Она хотела видеть кого-нибудь, но никого не видела — только воробьев на распахнутой наружу форточке. Они смотрели на нее и чирикали. Стекло под ними было яркое-яркое, словно горело, они этого не замечали. Воробей побольше, с коричневой головкой и нагрудником, бочком-бочком теснил серенькую воробьиху.

Онежка смотрела на них. Больше некому ей было прошептать: «Истод, адонис, эдельвейс… истод, адонис…»

Онежка хотела быть такой же, какой всегда была до сих пор. Как будто с нею и в самом деле ничего не случилось. Она всегда чего-то желала, а сейчас — оставаться собой. Она хотела иметь желание.

Она знала, что должна была для этого преодолеть страх, проклятия, отчаяние, что-то еще, и еще, и еще Знала, что труднее всего — это не испугаться себя, себе не изменить. И не пугалась и не изменяла…

Тень появилась на кровати… Человек? Но это уже было все равно. Онежка смотрела прямо перед собою.

Воробьи на форточке широко и молча разевали свои клювы. Она знала, что это значит, почему молча.

Вдруг воробьи вспорхнули, исчезли…

Глава четырнадцатая


Спустя день после похорон Лопарев остановил Риту в лесу неподалеку от лагеря и спросил:

— Помнишь, когда Онежку везли в больницу, ты все время спрашивала, не болит ли у нее вот здесь? — Он показал глазами где. — Помнишь? Знала, что Онежка болеет? Она тебе жаловалась?

Рита взглянула на Лопарева с надеждой: может быть, он ее толкнет, ударит?
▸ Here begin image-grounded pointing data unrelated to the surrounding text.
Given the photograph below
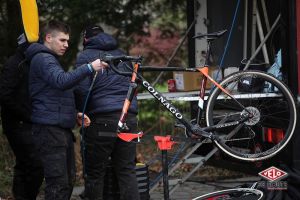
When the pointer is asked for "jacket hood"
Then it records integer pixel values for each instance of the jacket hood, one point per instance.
(36, 48)
(102, 41)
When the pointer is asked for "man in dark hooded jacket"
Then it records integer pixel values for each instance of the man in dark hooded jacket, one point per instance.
(53, 107)
(15, 113)
(104, 109)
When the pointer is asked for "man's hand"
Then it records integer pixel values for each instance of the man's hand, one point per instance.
(86, 120)
(99, 65)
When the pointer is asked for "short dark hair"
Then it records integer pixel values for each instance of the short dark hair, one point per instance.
(91, 31)
(54, 25)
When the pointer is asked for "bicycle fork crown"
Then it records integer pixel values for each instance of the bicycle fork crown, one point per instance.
(252, 114)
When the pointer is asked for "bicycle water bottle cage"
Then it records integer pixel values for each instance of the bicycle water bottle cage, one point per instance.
(164, 142)
(211, 36)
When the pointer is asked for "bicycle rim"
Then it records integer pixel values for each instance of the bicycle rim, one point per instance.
(237, 193)
(271, 114)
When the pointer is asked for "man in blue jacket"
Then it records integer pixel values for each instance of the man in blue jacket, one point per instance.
(53, 107)
(104, 109)
(16, 124)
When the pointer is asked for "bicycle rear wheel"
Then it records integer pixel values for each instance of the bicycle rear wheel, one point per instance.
(267, 111)
(237, 194)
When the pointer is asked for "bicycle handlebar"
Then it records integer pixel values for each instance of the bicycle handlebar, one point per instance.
(111, 58)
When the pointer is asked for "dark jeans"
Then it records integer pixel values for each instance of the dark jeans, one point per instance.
(56, 149)
(28, 171)
(101, 145)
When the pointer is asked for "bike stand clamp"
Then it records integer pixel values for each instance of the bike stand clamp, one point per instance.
(128, 137)
(164, 144)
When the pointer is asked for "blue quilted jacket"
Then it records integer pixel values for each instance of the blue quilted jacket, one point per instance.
(51, 88)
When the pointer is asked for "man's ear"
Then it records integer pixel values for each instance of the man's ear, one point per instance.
(30, 19)
(48, 37)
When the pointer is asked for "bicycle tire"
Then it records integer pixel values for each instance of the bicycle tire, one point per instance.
(236, 194)
(273, 122)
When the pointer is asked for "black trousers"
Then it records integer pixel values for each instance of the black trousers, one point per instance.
(28, 171)
(56, 150)
(101, 146)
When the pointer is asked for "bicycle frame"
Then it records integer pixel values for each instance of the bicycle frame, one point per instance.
(192, 129)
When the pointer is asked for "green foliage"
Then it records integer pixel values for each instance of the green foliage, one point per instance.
(126, 17)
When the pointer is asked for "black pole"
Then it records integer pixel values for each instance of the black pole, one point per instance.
(164, 154)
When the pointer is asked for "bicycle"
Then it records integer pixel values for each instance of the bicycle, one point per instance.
(245, 122)
(236, 193)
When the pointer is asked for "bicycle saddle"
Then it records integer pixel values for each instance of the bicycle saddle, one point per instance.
(211, 36)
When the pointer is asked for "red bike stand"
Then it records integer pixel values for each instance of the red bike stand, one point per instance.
(164, 144)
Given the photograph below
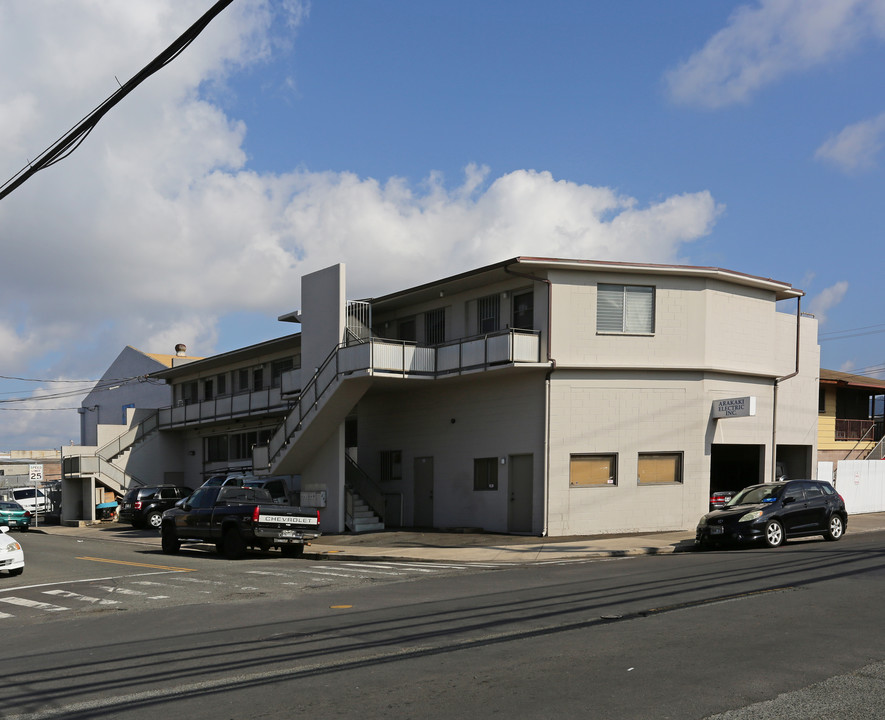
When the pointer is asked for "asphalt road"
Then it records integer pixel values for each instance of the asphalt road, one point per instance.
(688, 635)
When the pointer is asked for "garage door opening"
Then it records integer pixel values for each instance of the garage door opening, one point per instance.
(734, 467)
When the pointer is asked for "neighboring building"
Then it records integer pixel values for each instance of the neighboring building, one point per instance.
(33, 469)
(542, 396)
(850, 421)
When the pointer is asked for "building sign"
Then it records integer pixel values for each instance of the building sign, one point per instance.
(734, 407)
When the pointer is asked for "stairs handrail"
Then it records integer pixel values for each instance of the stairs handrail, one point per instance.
(878, 451)
(127, 439)
(870, 429)
(289, 427)
(365, 487)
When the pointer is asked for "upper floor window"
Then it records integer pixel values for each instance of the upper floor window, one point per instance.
(625, 309)
(488, 313)
(277, 368)
(435, 326)
(524, 311)
(406, 329)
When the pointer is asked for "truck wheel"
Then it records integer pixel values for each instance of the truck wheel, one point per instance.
(234, 545)
(169, 541)
(292, 550)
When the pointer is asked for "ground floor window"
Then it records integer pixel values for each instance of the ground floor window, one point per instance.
(657, 468)
(485, 474)
(593, 470)
(391, 465)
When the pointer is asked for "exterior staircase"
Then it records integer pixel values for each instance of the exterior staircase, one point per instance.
(363, 518)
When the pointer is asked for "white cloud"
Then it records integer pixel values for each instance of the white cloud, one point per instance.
(155, 228)
(827, 299)
(855, 148)
(769, 40)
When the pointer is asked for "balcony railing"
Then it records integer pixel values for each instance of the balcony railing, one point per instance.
(224, 407)
(405, 359)
(868, 430)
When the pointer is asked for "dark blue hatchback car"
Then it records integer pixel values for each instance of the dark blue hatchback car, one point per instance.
(773, 512)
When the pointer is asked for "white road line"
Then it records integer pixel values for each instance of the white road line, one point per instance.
(81, 598)
(120, 591)
(321, 572)
(75, 582)
(33, 604)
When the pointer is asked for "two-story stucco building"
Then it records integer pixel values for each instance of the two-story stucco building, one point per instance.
(535, 395)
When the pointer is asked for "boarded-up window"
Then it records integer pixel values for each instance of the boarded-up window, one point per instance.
(593, 470)
(656, 468)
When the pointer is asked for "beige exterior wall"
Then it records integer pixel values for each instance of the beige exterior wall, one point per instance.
(454, 421)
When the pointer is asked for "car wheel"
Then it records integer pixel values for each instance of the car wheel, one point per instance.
(233, 544)
(169, 541)
(835, 529)
(292, 550)
(774, 534)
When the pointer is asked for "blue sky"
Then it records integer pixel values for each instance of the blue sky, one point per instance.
(414, 140)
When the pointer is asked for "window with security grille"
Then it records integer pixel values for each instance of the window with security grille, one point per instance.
(391, 465)
(488, 313)
(524, 311)
(626, 309)
(485, 474)
(435, 326)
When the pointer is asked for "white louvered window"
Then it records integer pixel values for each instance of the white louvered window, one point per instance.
(625, 309)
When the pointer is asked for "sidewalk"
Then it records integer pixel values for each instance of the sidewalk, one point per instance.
(474, 547)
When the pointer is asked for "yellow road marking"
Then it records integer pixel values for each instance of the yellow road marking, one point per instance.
(123, 562)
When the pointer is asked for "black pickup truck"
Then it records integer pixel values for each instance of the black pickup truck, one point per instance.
(236, 518)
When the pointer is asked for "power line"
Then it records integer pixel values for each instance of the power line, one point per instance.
(71, 141)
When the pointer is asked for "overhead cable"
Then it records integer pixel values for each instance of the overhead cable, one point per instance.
(68, 143)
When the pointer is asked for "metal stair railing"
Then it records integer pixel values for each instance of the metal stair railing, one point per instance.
(363, 485)
(870, 429)
(878, 452)
(123, 442)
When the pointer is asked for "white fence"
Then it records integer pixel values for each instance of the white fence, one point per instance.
(860, 482)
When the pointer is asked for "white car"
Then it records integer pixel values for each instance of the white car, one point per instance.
(12, 557)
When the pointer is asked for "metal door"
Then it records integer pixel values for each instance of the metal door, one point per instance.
(520, 483)
(423, 512)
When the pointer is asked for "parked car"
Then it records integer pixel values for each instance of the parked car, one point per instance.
(773, 512)
(144, 506)
(276, 486)
(231, 479)
(12, 557)
(14, 516)
(719, 498)
(31, 499)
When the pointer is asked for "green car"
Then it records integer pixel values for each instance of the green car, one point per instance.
(14, 516)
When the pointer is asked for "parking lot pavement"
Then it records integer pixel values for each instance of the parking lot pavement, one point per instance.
(463, 545)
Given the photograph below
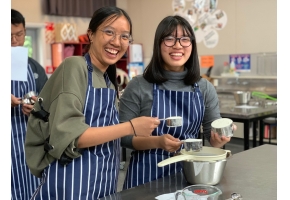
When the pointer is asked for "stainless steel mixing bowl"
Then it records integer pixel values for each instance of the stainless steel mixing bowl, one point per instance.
(210, 174)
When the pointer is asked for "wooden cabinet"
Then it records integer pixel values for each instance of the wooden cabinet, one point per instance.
(59, 51)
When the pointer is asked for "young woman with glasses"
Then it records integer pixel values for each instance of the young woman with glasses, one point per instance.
(170, 86)
(73, 137)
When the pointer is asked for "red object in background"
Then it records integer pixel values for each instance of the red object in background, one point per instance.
(84, 38)
(49, 69)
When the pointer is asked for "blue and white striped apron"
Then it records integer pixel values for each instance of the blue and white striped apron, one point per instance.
(143, 164)
(23, 183)
(95, 173)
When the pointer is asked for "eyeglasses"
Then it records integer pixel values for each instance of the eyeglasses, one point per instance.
(18, 35)
(170, 41)
(109, 35)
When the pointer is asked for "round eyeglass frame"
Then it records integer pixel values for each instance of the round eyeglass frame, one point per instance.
(178, 40)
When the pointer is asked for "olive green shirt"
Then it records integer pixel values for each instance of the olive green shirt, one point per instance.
(64, 96)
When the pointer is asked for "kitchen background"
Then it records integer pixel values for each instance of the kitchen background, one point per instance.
(251, 28)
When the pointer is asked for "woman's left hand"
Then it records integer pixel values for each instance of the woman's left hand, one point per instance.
(217, 141)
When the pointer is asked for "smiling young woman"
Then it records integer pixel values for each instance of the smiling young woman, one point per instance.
(81, 136)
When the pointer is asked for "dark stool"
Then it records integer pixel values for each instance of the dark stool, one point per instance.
(270, 121)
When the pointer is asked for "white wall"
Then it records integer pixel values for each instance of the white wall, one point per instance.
(251, 25)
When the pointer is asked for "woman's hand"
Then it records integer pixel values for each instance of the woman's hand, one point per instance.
(144, 126)
(15, 101)
(27, 108)
(217, 141)
(169, 143)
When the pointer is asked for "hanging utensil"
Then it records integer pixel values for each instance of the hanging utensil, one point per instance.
(173, 121)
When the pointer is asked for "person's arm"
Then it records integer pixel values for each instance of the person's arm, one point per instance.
(41, 76)
(98, 135)
(15, 101)
(131, 105)
(212, 113)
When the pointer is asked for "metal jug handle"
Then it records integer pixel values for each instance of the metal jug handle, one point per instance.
(249, 96)
(177, 194)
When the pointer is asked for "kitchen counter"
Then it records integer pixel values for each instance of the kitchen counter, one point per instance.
(254, 112)
(251, 173)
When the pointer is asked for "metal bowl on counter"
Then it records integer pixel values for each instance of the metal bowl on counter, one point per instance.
(210, 173)
(242, 97)
(202, 167)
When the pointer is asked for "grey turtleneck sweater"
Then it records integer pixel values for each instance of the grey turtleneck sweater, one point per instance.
(137, 100)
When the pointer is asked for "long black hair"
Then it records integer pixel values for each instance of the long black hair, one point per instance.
(101, 15)
(153, 73)
(17, 18)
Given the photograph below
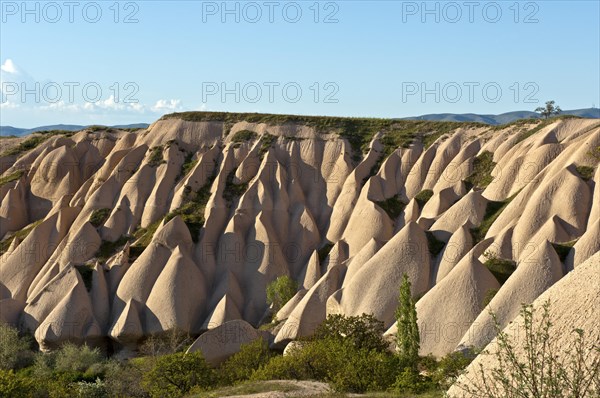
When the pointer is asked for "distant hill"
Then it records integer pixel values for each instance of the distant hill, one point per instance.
(9, 130)
(592, 113)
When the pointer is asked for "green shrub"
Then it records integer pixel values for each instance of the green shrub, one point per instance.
(240, 366)
(15, 351)
(99, 217)
(33, 141)
(244, 136)
(335, 361)
(156, 157)
(492, 212)
(280, 291)
(73, 358)
(170, 341)
(267, 141)
(232, 190)
(12, 177)
(409, 380)
(174, 375)
(392, 206)
(143, 237)
(451, 366)
(361, 332)
(531, 367)
(87, 389)
(481, 177)
(423, 197)
(108, 248)
(407, 337)
(192, 209)
(125, 379)
(13, 385)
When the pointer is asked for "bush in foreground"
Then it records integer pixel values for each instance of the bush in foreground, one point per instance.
(175, 375)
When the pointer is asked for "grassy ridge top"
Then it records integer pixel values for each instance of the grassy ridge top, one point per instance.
(358, 131)
(324, 122)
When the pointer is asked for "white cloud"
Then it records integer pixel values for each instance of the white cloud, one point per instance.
(9, 105)
(166, 105)
(9, 67)
(60, 106)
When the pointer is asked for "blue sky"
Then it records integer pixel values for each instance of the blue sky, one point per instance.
(347, 58)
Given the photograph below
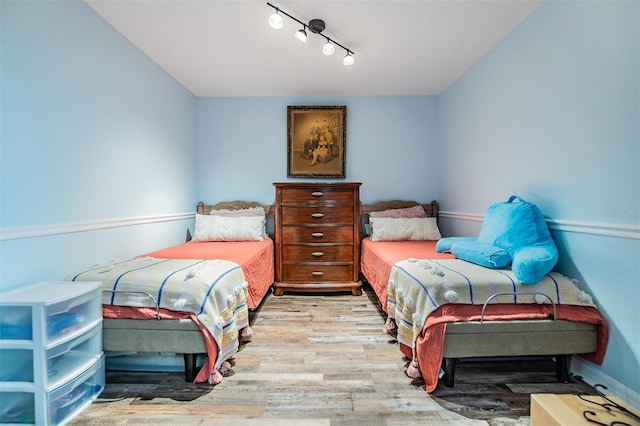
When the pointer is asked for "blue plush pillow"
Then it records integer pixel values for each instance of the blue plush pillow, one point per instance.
(481, 254)
(515, 228)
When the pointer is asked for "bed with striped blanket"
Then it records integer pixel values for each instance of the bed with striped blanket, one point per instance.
(213, 292)
(443, 309)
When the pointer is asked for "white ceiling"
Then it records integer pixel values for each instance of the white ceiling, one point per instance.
(226, 48)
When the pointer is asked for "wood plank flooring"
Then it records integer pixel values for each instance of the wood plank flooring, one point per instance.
(325, 360)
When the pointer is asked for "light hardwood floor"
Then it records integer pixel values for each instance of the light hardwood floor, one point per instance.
(325, 360)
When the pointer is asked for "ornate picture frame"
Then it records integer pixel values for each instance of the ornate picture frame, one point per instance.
(316, 141)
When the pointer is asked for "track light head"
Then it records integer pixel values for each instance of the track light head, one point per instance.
(275, 20)
(316, 26)
(348, 59)
(328, 48)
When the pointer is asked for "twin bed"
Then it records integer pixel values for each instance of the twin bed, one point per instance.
(195, 297)
(443, 309)
(192, 298)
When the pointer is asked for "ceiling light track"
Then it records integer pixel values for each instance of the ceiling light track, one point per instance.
(316, 26)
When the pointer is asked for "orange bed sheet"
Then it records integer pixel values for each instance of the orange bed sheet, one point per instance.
(254, 257)
(378, 257)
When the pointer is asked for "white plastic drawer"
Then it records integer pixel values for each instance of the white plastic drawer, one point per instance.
(17, 364)
(70, 399)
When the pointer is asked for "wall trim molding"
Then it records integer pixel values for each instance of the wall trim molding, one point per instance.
(23, 232)
(592, 375)
(593, 228)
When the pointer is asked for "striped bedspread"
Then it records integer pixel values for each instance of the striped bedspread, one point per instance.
(214, 290)
(418, 287)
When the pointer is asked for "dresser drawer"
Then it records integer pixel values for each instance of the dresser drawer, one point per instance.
(299, 253)
(318, 195)
(317, 215)
(317, 234)
(315, 273)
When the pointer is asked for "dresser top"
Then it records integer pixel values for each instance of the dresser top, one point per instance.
(316, 184)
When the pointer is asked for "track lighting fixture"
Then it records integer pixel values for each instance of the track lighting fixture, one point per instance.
(316, 26)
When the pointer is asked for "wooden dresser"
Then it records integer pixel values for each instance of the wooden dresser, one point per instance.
(317, 237)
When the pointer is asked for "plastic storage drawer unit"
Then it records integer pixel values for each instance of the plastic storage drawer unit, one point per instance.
(51, 358)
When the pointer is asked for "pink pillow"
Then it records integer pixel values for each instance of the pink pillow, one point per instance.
(404, 213)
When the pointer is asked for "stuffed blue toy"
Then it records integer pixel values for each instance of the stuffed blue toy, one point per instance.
(512, 233)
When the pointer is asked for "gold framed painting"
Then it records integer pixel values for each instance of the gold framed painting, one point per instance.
(316, 141)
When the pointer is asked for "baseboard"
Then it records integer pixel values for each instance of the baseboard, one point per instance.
(593, 376)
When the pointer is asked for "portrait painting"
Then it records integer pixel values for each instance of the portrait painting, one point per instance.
(316, 141)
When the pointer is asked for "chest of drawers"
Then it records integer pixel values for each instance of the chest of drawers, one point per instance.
(317, 237)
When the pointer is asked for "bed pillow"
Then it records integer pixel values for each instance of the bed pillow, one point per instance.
(223, 228)
(481, 254)
(250, 211)
(404, 229)
(415, 211)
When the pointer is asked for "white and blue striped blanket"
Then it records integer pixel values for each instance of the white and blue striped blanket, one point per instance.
(214, 290)
(417, 287)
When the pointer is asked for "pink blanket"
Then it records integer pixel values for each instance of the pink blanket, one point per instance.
(120, 312)
(430, 343)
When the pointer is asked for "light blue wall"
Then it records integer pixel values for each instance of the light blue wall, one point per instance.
(94, 136)
(552, 114)
(391, 141)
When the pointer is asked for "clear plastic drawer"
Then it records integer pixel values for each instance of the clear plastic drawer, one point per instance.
(62, 360)
(68, 400)
(71, 315)
(17, 408)
(62, 315)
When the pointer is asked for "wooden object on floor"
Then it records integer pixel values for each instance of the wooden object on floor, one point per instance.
(317, 237)
(569, 410)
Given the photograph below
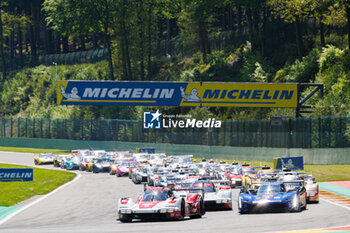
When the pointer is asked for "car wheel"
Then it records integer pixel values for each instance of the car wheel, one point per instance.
(126, 219)
(183, 210)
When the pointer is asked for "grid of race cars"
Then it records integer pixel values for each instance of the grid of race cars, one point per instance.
(176, 187)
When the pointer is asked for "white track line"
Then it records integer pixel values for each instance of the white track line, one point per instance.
(334, 203)
(316, 229)
(40, 199)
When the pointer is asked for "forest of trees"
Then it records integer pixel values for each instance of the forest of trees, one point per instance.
(191, 40)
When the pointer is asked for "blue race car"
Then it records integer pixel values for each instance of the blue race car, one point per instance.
(273, 196)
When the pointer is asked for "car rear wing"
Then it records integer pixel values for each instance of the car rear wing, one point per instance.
(188, 190)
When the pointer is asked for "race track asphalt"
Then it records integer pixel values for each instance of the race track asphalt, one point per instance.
(90, 203)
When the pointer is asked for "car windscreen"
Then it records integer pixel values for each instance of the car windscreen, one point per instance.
(292, 185)
(155, 195)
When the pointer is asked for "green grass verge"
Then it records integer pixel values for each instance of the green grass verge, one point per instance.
(44, 181)
(33, 150)
(322, 173)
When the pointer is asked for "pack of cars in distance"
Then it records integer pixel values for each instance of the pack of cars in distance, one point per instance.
(176, 187)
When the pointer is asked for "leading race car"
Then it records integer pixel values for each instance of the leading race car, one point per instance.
(272, 196)
(216, 197)
(160, 203)
(101, 165)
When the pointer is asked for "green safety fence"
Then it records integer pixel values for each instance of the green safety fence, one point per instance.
(312, 132)
(79, 57)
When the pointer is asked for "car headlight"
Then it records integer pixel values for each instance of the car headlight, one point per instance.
(167, 210)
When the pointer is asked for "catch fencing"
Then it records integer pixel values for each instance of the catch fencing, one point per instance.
(312, 132)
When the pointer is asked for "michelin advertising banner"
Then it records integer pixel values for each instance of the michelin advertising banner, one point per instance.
(176, 94)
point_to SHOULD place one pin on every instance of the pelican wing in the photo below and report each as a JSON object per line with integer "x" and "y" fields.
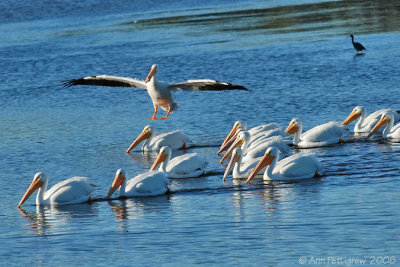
{"x": 187, "y": 165}
{"x": 147, "y": 184}
{"x": 324, "y": 132}
{"x": 206, "y": 85}
{"x": 299, "y": 165}
{"x": 106, "y": 80}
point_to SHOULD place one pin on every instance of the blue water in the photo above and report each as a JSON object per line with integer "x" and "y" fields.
{"x": 297, "y": 63}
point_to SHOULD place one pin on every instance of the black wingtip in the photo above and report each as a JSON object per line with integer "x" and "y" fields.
{"x": 67, "y": 83}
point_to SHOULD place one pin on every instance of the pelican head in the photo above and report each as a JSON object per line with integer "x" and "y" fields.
{"x": 120, "y": 177}
{"x": 385, "y": 119}
{"x": 357, "y": 112}
{"x": 145, "y": 134}
{"x": 153, "y": 71}
{"x": 165, "y": 152}
{"x": 270, "y": 154}
{"x": 242, "y": 137}
{"x": 38, "y": 181}
{"x": 293, "y": 127}
{"x": 237, "y": 126}
{"x": 236, "y": 155}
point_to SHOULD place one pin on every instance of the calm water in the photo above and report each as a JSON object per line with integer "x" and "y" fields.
{"x": 297, "y": 63}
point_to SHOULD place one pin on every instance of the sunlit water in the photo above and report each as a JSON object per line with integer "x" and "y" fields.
{"x": 297, "y": 63}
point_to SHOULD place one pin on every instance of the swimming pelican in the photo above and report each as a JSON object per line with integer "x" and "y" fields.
{"x": 70, "y": 191}
{"x": 184, "y": 166}
{"x": 257, "y": 149}
{"x": 159, "y": 92}
{"x": 242, "y": 126}
{"x": 357, "y": 46}
{"x": 239, "y": 170}
{"x": 145, "y": 184}
{"x": 366, "y": 123}
{"x": 154, "y": 142}
{"x": 390, "y": 131}
{"x": 296, "y": 167}
{"x": 322, "y": 135}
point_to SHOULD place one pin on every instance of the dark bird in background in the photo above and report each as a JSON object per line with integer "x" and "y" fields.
{"x": 357, "y": 46}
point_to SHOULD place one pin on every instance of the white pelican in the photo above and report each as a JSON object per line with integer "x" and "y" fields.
{"x": 184, "y": 166}
{"x": 257, "y": 149}
{"x": 239, "y": 170}
{"x": 390, "y": 131}
{"x": 159, "y": 92}
{"x": 254, "y": 139}
{"x": 296, "y": 167}
{"x": 154, "y": 142}
{"x": 145, "y": 184}
{"x": 322, "y": 135}
{"x": 70, "y": 191}
{"x": 242, "y": 126}
{"x": 366, "y": 123}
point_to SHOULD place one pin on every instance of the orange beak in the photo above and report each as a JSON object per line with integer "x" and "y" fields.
{"x": 118, "y": 180}
{"x": 263, "y": 163}
{"x": 151, "y": 73}
{"x": 352, "y": 117}
{"x": 236, "y": 144}
{"x": 232, "y": 162}
{"x": 382, "y": 122}
{"x": 292, "y": 128}
{"x": 227, "y": 144}
{"x": 35, "y": 185}
{"x": 160, "y": 159}
{"x": 229, "y": 136}
{"x": 143, "y": 136}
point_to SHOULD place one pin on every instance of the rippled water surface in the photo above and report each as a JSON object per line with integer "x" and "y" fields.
{"x": 296, "y": 61}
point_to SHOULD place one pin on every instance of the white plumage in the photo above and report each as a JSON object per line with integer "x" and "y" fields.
{"x": 366, "y": 123}
{"x": 159, "y": 92}
{"x": 322, "y": 135}
{"x": 391, "y": 131}
{"x": 146, "y": 184}
{"x": 296, "y": 167}
{"x": 154, "y": 142}
{"x": 70, "y": 191}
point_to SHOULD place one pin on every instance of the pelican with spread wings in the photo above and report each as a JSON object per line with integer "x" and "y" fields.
{"x": 159, "y": 92}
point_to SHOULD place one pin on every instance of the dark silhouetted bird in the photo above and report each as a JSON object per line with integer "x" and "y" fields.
{"x": 357, "y": 46}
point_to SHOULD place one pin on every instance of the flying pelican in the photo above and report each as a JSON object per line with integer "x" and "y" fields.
{"x": 366, "y": 123}
{"x": 357, "y": 46}
{"x": 145, "y": 184}
{"x": 70, "y": 191}
{"x": 296, "y": 167}
{"x": 154, "y": 142}
{"x": 322, "y": 135}
{"x": 159, "y": 92}
{"x": 184, "y": 166}
{"x": 390, "y": 131}
{"x": 239, "y": 170}
{"x": 242, "y": 126}
{"x": 257, "y": 149}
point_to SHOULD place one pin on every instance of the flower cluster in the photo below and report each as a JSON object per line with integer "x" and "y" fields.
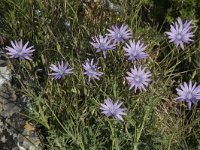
{"x": 138, "y": 78}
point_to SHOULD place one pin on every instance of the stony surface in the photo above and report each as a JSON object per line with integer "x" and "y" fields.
{"x": 15, "y": 132}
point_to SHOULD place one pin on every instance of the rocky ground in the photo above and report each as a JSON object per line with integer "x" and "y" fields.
{"x": 16, "y": 133}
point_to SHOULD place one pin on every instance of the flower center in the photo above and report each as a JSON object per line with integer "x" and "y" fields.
{"x": 179, "y": 36}
{"x": 134, "y": 53}
{"x": 61, "y": 72}
{"x": 119, "y": 35}
{"x": 189, "y": 95}
{"x": 137, "y": 79}
{"x": 101, "y": 46}
{"x": 112, "y": 110}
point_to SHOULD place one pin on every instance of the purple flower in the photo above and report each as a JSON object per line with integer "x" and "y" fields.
{"x": 135, "y": 51}
{"x": 61, "y": 70}
{"x": 18, "y": 50}
{"x": 102, "y": 44}
{"x": 138, "y": 78}
{"x": 120, "y": 34}
{"x": 180, "y": 33}
{"x": 188, "y": 93}
{"x": 91, "y": 70}
{"x": 110, "y": 109}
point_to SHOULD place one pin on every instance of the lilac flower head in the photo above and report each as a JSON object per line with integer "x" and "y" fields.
{"x": 91, "y": 69}
{"x": 102, "y": 44}
{"x": 18, "y": 50}
{"x": 110, "y": 109}
{"x": 180, "y": 33}
{"x": 120, "y": 34}
{"x": 61, "y": 70}
{"x": 189, "y": 93}
{"x": 135, "y": 51}
{"x": 138, "y": 78}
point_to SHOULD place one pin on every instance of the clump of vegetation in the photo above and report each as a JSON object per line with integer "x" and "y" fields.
{"x": 106, "y": 74}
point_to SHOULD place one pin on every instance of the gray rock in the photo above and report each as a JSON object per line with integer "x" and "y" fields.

Она хотела, чтобы ей было больно, чтобы боль все в ней заглушила.

— Да, — сказала Рита. — Жаловалась…

— Часто?

Нет, Онежка не часто жаловалась на свою болезнь, но Рита много раз расспрашивала ее… И всякий раз ей казалось, будто она сумела как-то приблизить Онежку к себе, завоевать ее, покорить… Узнать что-то об Онежке, никому больше не известное… А зачем это нужно было? Зачем? Как объяснить это Лопареву?